From our recent trip to Glastonbury we go back .. back … (imagine harp music and rolling mist) … back …to our journey to the Hebrides last year. I’ve promised Mr Stoatie to finish off recording the trip and I reckon there will be just a couple more posts after this. If I leave it any longer we’ll be celebrating the first anniversary!
The wonderful image above I borrowed from here. Our photos were taken mid morning and aren’t quite so atmospheric! Calanais sits on a ridge of land which means that not only is it visible from all around but you get fantastic uninterrupted views to most of the horizon from the monument too.
There were several phases of development. In 3500BC the land was under cultivation by early farmers, then between 2900BC and 2600BC the central ring of thirteen gneiss stones was erected around the huge central monolith (4.8m high!). About 2600BC a small burial chamber was placed in the centre, it’s possible the stone rows were added in this period too. Around 2000BC a cairn was raised over the chamber and cremated bones and pottery buried in it. From 1500BC – 1000BC this chamber was emptied and the land was ploughed once again. From 800BC peat began to form – by 1857, when it was removed, it had reached 1.5m up the stones.
The site was excavated by archaeologists in 1980-81, and one fallen stone re-erected. At the southern end of the monument there is a rock outcrop from which you can get a good view of the entire monument, which resembles a Celtic cross with the four avenues of stones meeting at the edge of the central ring. These avenues are aligned with the four cardinal directions.
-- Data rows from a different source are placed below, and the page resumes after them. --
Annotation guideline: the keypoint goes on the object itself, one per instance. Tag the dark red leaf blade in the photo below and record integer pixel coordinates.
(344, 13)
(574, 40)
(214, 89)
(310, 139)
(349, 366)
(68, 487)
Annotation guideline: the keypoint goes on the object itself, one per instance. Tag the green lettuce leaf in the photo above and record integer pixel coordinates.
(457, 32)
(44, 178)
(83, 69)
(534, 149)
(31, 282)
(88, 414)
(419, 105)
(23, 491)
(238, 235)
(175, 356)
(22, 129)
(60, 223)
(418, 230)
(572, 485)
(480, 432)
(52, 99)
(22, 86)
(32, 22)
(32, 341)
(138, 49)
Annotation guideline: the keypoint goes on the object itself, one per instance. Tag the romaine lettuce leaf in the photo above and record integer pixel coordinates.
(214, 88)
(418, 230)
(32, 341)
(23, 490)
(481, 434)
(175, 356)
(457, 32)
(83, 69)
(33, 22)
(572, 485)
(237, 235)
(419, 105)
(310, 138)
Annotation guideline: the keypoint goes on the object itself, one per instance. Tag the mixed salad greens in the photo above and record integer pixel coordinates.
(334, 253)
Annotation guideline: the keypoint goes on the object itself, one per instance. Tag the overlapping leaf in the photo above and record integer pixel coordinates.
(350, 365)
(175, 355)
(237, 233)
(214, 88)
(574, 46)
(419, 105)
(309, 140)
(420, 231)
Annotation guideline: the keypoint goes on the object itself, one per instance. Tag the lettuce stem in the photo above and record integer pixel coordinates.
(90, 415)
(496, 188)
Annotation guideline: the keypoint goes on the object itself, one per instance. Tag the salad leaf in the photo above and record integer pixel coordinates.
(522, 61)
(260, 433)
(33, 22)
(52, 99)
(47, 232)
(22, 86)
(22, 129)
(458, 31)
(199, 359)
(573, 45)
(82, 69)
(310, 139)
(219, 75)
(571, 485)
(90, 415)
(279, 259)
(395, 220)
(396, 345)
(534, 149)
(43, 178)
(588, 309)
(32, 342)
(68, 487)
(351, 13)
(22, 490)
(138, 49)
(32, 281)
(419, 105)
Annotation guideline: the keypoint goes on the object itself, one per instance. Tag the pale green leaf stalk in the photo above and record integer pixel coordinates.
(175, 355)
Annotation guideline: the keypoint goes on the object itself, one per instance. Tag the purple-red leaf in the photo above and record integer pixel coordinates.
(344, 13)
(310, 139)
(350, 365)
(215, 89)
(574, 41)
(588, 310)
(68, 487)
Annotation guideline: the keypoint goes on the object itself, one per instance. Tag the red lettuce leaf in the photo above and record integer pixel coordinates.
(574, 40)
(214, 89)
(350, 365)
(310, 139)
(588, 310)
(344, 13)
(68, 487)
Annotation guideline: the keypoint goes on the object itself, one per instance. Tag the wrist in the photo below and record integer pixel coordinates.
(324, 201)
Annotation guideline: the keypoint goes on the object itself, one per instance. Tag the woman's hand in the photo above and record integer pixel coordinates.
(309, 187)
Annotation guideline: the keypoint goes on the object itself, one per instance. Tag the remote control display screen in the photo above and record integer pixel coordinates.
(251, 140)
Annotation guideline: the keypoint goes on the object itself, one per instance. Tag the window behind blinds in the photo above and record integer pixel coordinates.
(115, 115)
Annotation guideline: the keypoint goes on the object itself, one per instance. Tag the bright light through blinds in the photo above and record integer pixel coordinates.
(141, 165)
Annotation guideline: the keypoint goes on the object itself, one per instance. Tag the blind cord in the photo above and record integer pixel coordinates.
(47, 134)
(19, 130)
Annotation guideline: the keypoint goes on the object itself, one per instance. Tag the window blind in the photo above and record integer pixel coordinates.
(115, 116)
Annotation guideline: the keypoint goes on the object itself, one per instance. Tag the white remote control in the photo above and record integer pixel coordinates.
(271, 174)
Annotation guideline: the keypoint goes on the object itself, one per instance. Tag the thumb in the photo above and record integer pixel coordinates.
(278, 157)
To illustrate I’ve borrowed an aerial photo from this article by Philip Graham of the RCAHMS, which was published for the Day of Archaeology project. (Pop over to his page, it has an interesting drawing of the stones made in 1866 which shows exactly how far up the stones the peat went, you can tell by the staining!)
There are various theories why Calanais was built, the site certainly has many astronomical alignments which would have been the centre of ceremonies and/or celebrations. The southern line of stones, and the large monolith are on a bearing of 180.1 degrees, true north-south. This means the pole star is framed by the avenue to the north and the avenue to the south marked the point the sun and moon reach their highest in the sky. The eastern and western avenues point to the sunrise and sunset on the equinoxes.
To the south you can see a range of hills on Harris, which are known as ‘the old woman of the moors’ – they form the outline of a woman lying on her back. Every 18.6 years when the moon reaches it’s southernmost point it is seen to both rise and set behind these hills.
The stones have been tentatively identified by Aubrey Burl as the Temple of the Hyperboreans, which was mentioned by the Greek philosopher Diodorus Siculus, writing in the 1st century BC. He remarked that the God Apollo was said to visit the Hyperboreans – a race living on a faraway northern island, about the size of Sicily – once very nineteen years. He also mentioned that the moon was said to skim very close to the earth there too.
It takes 19 years (or 6939 days) for the Moon to return to the same spot in the sky at same phase, this is very significant for us Druids of course, as nineteen years is said to be the length of time the ancient druids spent in training. This Metonic Cycle is the basis of many ancient calendars.
Looking southwards up the avenue.
There were pointy bits on several of these stones (and on stones at the smaller circles) Were they pointing something out perhaps? Or maybe you could lash something like a flag or stick to them? Who knows!
Flowers and feathers at the central stone.
The central circle.
I thought Mr Stoatie did a marvellous job with the photos, it almost looks as if we were alone. Actually the stones were very busy! The visitor centre is a short walk away and we had to wait a little to get a parking spot. There were also several coach parties which came as a shock, as we’d been used to far fewer people on the other Islands and certainly no buses!
The picture below shows what is was like really. It did take an edge off the experience having so many other folk around (this was taken after one bus had left) but how wonderful for everyone, including someone with a disability walker, to be able to get up close and personal with these amazing stones.